On October 15, 2025, a seminar titled “The Role of LC Resonators in Superconducting Quantum Computing” was presented by Dr. Saleem Rao, Associate Professor, Physics Department.
Dr Rao opened with a concise introduction to quantum computing, covering what qubits are, how superposition and entanglement enable quantum advantage, the basics of gates and measurement (including Bloch sphere intuition), and why noise and error correction dominate system design. He briefly surveyed leading hardware platforms to frame where superconducting circuits fit in the landscape.
The session then traced two decades of progress across optical, trapped-ion, defect-center, and superconducting approaches, noting that fault tolerance remains elusive due to scalability and coherence limits. Focusing on planar cQED, Dr. Rao examined how LC resonators underpin the architecture: setting qubit and readout frequencies, engineering coupling rates, suppressing Purcell loss, and enabling multiplexed measurement. He emphasized how geometry and materials—lumped-element vs. coplanar designs, capacitor edge fields, and interface participation—govern internal quality factors and sensitivity to two-level system (TLS) defects at surfaces and interfaces.
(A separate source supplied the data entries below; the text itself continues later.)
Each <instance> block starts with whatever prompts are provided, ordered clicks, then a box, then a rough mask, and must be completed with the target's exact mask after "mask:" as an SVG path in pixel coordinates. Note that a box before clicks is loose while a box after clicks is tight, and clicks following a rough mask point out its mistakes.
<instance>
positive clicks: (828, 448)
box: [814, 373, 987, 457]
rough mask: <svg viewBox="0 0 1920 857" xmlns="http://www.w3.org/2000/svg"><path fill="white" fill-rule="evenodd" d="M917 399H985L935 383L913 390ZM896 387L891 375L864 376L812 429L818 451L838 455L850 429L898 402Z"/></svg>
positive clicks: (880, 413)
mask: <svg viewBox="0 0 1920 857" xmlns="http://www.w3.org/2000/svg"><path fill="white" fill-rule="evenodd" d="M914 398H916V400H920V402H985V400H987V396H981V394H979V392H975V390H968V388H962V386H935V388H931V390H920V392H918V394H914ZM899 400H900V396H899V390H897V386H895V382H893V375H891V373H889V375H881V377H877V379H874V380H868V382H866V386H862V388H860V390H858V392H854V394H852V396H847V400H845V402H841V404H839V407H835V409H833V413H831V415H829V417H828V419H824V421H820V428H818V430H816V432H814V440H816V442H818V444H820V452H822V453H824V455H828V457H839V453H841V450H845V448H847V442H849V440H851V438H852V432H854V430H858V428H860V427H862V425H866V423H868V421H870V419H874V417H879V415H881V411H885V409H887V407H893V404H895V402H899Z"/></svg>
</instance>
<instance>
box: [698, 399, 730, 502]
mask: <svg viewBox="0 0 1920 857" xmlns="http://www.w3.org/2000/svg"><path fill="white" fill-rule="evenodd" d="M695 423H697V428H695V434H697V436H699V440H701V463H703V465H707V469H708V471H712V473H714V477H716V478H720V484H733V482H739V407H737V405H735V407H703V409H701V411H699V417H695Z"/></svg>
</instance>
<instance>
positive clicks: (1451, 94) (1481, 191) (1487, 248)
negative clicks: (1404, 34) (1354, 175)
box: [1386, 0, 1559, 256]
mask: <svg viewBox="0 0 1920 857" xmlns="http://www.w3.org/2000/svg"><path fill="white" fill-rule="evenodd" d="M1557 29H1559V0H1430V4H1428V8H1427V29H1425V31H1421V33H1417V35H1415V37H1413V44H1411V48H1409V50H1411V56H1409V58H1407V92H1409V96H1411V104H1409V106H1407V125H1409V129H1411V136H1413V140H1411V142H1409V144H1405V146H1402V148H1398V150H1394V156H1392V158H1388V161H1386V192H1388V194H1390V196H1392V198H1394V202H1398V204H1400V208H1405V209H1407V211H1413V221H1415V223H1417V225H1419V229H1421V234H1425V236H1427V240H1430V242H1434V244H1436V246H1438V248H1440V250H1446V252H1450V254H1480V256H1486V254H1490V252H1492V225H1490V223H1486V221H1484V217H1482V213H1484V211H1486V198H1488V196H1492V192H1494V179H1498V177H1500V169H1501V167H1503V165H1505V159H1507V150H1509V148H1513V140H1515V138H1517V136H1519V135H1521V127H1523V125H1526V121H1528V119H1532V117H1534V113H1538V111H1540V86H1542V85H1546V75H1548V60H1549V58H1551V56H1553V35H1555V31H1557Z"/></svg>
Practical design considerations included materials and processing (Al/Ta films on sapphire or Si, surface treatments), dielectric-field management (trenching, substrate removal, vacuum gaps), and microwave packaging to reduce crosstalk. He highlighted emerging directions—high-kinetic-inductance superinductors, improved Purcell filters, and quantum-limited amplification—that incrementally extend coherence. Yet, Dr. Rao argued, a commercial-grade, fault-tolerant machine remains out of reach: TLS-limited variability, fabrication yield, cryogenic control scaling, and the steep overheads of error correction keep the bar high, even as LC resonators continue to be the quiet workhorses enabling next-generation superconducting devices.